Ob das auch der schwächelnden deutschen Wirtschaft gelingt, ist ungewiss. Weil die Wirtschaftsleistung hierzulande auf dem Niveau von 2019 stagniert, weist Deutschland unter den entwickelten Volkswirtschaften die schlechteste Wachstumsentwicklung der letzten sechs Jahre auf. Durch das beschlossene milliardenschwere Schuldenpaket geht die apoBank für 2026 von einem leicht erhöhten Wachstum von 1,1 Prozent aus. Dieses ist allerdings als eine mit Staatsschulden erkaufte Sonderkonjunktur zu bewerten und garantiert somit keinen nachhaltigen Aufschwung.

Damit dürfte auch eine größere Wirtschaftsbelebung im Euroraum ausbleiben: Hier liegt die Wachstumsprognose bei 1,2 Prozent. Vor allem bei Spanien sind die Analysten in ihrer Prognose eher zurückhaltend – hier gehen sie davon aus, dass die viertgrößte Volkswirtschaft des Euroraums die Wachstumsdynamik des Währungsgebiets nicht mehr so stark anschieben kann wie im Vorjahr.
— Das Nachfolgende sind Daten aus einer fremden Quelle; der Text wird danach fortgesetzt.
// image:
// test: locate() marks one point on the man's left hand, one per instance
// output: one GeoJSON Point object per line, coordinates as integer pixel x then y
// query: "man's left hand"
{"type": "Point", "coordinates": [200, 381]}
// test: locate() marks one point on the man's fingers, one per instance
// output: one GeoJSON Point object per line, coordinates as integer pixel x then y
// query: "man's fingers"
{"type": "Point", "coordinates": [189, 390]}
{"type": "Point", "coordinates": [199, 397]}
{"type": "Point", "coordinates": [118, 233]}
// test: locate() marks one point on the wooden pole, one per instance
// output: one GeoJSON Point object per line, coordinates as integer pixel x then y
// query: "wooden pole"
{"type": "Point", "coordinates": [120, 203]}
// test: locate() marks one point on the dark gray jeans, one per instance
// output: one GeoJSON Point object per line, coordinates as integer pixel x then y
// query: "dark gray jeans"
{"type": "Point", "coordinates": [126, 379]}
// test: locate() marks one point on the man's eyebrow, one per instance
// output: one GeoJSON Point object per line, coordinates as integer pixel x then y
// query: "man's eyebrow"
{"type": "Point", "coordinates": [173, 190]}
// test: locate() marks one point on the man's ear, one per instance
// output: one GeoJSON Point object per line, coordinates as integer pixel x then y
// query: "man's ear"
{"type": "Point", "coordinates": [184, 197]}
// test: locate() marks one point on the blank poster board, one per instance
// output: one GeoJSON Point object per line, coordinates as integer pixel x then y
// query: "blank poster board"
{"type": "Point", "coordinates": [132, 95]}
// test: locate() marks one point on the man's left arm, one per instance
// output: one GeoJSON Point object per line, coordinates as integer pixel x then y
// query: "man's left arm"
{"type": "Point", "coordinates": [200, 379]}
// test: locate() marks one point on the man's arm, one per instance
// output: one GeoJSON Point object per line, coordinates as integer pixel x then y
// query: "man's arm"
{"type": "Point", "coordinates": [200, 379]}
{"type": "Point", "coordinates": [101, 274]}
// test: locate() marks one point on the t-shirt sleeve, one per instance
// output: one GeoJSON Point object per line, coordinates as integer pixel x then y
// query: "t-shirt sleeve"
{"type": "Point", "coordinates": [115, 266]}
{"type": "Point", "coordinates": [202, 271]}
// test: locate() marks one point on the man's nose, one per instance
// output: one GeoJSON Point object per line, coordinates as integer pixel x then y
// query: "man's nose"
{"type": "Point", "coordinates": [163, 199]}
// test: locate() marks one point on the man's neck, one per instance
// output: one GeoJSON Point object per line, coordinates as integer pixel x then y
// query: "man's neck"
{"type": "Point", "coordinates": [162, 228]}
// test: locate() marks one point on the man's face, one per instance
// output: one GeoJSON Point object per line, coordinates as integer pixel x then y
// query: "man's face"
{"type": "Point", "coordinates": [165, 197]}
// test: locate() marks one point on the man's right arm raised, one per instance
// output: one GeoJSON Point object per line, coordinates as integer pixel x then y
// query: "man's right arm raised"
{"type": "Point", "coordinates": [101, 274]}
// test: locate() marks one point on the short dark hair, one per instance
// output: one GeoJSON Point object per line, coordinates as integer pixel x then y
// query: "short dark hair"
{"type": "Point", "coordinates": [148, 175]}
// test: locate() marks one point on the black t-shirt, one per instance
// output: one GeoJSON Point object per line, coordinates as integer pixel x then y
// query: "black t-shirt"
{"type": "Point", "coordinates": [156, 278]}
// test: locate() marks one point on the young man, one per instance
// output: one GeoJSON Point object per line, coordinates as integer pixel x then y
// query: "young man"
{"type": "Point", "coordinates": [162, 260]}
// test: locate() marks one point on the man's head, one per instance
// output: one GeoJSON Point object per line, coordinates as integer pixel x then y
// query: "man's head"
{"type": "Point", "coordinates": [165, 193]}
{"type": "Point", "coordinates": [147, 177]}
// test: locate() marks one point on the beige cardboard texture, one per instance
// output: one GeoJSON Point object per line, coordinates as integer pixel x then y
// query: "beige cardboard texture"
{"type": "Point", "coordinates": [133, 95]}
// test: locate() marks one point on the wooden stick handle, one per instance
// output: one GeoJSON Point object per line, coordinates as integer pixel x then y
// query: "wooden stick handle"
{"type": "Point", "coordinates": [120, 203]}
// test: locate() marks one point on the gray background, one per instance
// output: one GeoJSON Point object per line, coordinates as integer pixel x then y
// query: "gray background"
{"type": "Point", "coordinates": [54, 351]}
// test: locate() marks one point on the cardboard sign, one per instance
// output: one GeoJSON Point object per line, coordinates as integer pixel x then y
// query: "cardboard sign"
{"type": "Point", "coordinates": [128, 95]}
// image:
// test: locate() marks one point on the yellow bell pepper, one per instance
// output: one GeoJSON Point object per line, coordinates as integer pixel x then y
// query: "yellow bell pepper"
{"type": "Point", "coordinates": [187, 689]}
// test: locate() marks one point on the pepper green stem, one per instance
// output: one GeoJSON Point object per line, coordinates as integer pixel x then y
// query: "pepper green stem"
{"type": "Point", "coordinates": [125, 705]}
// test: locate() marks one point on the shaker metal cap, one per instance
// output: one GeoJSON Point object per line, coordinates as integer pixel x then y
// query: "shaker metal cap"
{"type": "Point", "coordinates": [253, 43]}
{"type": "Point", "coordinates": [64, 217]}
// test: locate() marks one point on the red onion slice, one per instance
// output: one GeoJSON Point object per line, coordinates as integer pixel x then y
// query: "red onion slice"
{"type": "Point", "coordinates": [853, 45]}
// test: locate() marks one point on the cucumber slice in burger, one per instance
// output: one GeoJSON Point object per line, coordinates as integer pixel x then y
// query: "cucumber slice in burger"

Geldpolitik setzt auf stabilere Verhältnisse und kontrollierbare Inflation

Zuversicht herrscht beim Ausblick auf die Entwicklung der Inflation: Sie dürfte sich im Jahresverlauf weltweit weiter abschwächen, für den Euroraum rechnet das Institut mit einer Stabilisierung der Zwei-Prozent-Marke, die von der Europäischen Zentralbank (EZB) vorgegeben wurde. Diese Zielmarke wurde bereits Ende 2025 erreicht. In den USA bleibt die Inflationsrate dagegen höher, unter anderem aufgrund der 2025 eingeführten Strafzölle auf Importe. Für einen erneuten „Inflationsschock“ gebe es aber keine Anzeichen, heißt es weiter. Auch der zwischenzeitliche Zollstreit mit den USA hat auf die Inflation voraussichtlich keine nennenswerten Auswirkungen.

Stabilität erwarten die Experten auch bei der Geldpolitik: Die EZB hat ihren Einlagesatz bereits im Juni 2025 auf zwei Prozent halbiert – und wird diesen nach Einschätzung der apoBank 2026 unverändert lassen.    Trotz aller Zuversicht ist die Vorschau auf das Finanz- und Wirtschaftsjahr auch mit Risiken verbunden. Dazu zählen insbesondere die derzeitigen geopolitischen Risiken rund um Grönland, Unsicherheiten rund um die US-Zwischenwahlen sowie die fragile politische Lage in Teilen Europas. Auch die Staatsverschuldung in wichtigen Industrienationen wie den USA stellt einen Unsicherheitsfaktor für die Finanzmärkte dar. Bleiben die Risiken kontrollierbar, können Anlegerinnen und Anleger aber in jedem Fall auf ein konstruktives Marktjahr mit attraktiven Chancen blicken, so das Schlussfazit.